The community of DeFi is also like that community of Cubists in the 1910s or the early Silicon Valley, passing ideas back and forth to engineer an innovation, a style, a fashion that will be the root of how we think about the financial world for years to come. It sits on a Manifesto about what money and finance should do for the individual, accessible anywhere in the world.
And it is full of rapid experiments that economists can only dream about. Those experiments compete for capital and reproduce through software forks. Many unfit versions of these experiments die out, while the fit ones re-combine and evolve.

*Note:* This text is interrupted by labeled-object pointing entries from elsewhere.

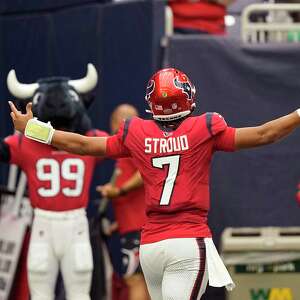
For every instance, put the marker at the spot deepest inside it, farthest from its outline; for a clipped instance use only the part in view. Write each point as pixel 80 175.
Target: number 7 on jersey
pixel 173 165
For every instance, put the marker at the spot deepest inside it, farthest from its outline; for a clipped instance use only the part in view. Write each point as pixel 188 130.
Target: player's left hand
pixel 108 190
pixel 20 120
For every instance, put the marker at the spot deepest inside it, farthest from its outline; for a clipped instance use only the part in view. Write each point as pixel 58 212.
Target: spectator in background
pixel 199 16
pixel 129 207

We were inspired to write up this framing by the recent launches of projects like BadgerDAO and ArcX. You can think of them as individual instances of free banks, operating under different collateralization and issuance rules. Badger generates a synthetic elastic price asset called DIGG, which is pegged to the price of Bitcoin. Its arithmetic token count automatically adjusts to make sure that the peg holds (with your % position of the money supply held stable), and its value is driven by the price and demand for a stable Bitcoin-like asset on Ethereum, as well as the liquidity provision in certain automated market makers. ArcX allows users to take various synthetic assets (created from other collateralized experiments), which are equivalent to our previously discussed bank notes, and then use those as collateral to further mint/create a new financial asset called STABLEx, which in turn opens up various algorithmic savings rates.
There are many more other novel ideas in the space as well. These are just our chosen examples of 400+ different projects reproducing at the moment. To be clear — most of these will die, and some are destructive rather than collaborative in spirit. Some are multi-level marketing schemes, or wrong in their mathematics and code. But we have never before had such acceleration in the design space of the economic machine, subject to evolutionary pressures, built by a closely-wound nexus of developers. It is a fortune for the curious.
Most economists and bankers are allergic to this newness. Instead, we should be thankful for the opportunity to run such experiments, learn from them, and find new and better constructs for our economic world.